Salem was crying. Afterwards I found my father, who was bleeding. He asked me to call an ambulance. I ran to the concrete warehouse 15 meters east of our house and asked the owner to call an ambulance. He called, and I went back home – to our destroyed house.
Time passed and the ambulance didn’t show up. No one came to rescue us. I was so frightened. All the time I heard drones above us. I was afraid of them and I was afraid they would bomb us again.
When I heard about everyone who was killed I froze with shock – I didn’t cry and I didn’t shout. I felt numb, I couldn’t feel any emotion. Since the Israeli army bombed our house and killed my family I haven’t cried, not even when I parted from the ones who were killed before the funeral. I only looked at them and felt deep sadness. I couldn’t believe what had happened to us. All the people who came to console us cried when they hugged and kissed me, and only I couldn’t cry.
My father was in the hospital for about a week in critical condition. When I heard that he died, too, my body started to shake. I went into a terrible panic when I heard that.
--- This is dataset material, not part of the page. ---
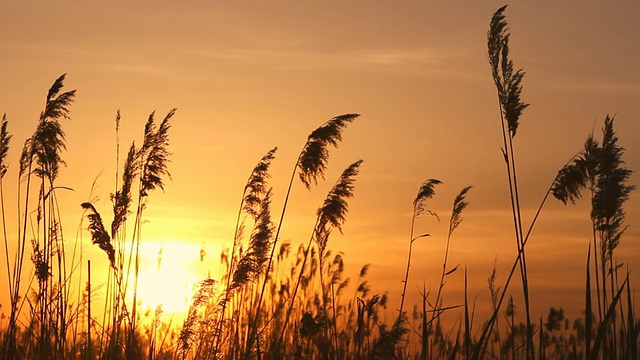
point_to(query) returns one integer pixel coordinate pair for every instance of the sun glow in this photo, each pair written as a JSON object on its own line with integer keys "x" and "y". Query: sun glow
{"x": 168, "y": 273}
When I saw his body, so I could part from him, I ran away. I couldn’t look at him.
Three weeks have gone by since they were killed. I miss them all very much, and especially my brother Mu’az, whom I loved very much. We were very close. I keep walking back to the place where our house stood. I remember my brothers, Mother, Father. I remember how I would sit with my cousins, how we played together. The moments I had when the whole family sat around the table to eat. I remember how my mother always made sure that I and my siblings did our homework. We were the happiest family, and suddenly, in one blow, I lost my happiness.
Now I am scared all the time, especially at night. When I hear the planes, I get very frightened. Why did they bomb us, children who were sleeping in their house? What did we do to them? We didn’t do anything to the Israeli army, which took my mother and my father from me, my brothers and my aunt and uncle and my cousins. They took everything that was beautiful in my life away from me. We became orphans.